Biosimilar mAb development clarified
The mAb guideline's overall aim is to lay down general principles for nonclinical and clinical studies on any potential differences
between a biosimilar mAb and a reference mAb and how much these differences may amount to a dissimilarity between the two
products. The guideline recommends a step-wise approach, with both in vitro and in vivo studies being conducted on a case-by-case basis. For example, comparative in vitro studies would be conducted first to assess differences in binding or function, with the necessity for additional steps involving
in vivo work being determined by the need for additional information.
Extrapolation of clinical efficacy and safety data to other indications of the biosimilar, based on the overall evidence from
the comparability exercise, would be acceptable, according to the guideline.
In its draft guideline on quality of biosimilars, EMA states that, "it is not expected that all quality attributes (between
the biosimilar and the reference product) will be identical and minor differences may be acceptable, if appropriately justified"
(2). In the mAb guideline, the agency points out that assays have been developed in recent years allowing more in-depth characterization
of complex proteins both at the physicochemical and functional levels. These assays have enabled more effective assessment
of minor quality differences in manufacturing processes for mAbs. Nonetheless, EMA warns that "in the current state of knowledge
it may be difficult to interpret the relevance of minor quality differences" when comparing a biosimilar with a reference
mAb (1) .
Regulators expect that during the postauthorization pharmacovigilance stage, unpredicted adverse results from differences
in manufacturing process could be detected. Incorrect extrapolations from nonclinical or clinical data during comparability
assessments could also be revealed.
The EU's pharmacovigilance legislation, approved in 2010, simplifies reporting of adverse drug reactions and the submission
of periodic safety update reports (PSURs), data from both of which will be held centrally.
Postauthorization safety and efficacy studies can be requested from drug-licence holders by the authorities.

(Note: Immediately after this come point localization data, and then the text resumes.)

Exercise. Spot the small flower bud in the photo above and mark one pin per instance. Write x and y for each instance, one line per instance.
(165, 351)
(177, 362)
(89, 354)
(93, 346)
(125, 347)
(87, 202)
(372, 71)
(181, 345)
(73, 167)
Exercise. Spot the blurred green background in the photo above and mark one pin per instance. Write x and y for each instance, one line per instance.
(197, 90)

Applicants for
marketing approvals of medicines will have to submit postauthorization risk-management plans.
For biosimilars, particularly mAbs, pharmacovigilance requirements will be tougher than for conventional medicines. "The pharmacovigilance
system is an essential part of monitoring biosimilars after approval," says Morrison. "[The legislation] provides for additional
monitoring for biological products, including biosimilars."
The mAb guideline states that applicants for marketing authorization of their mAbs or other biosimilars will have to provide
a "comprehensive concept" of how further postauthorization safety studies will be carried out. The safety plan will cover
safety claims based on extrapolations of efficacy and safety data during the comparability exercise and occurrences of rare
and particularly serious adverse effects. In addition, because adverse reactions to biosimilars could be due to defects in
manufacturing processes, the products should be clearly identifiable by name and batch number, according to the mAb guideline.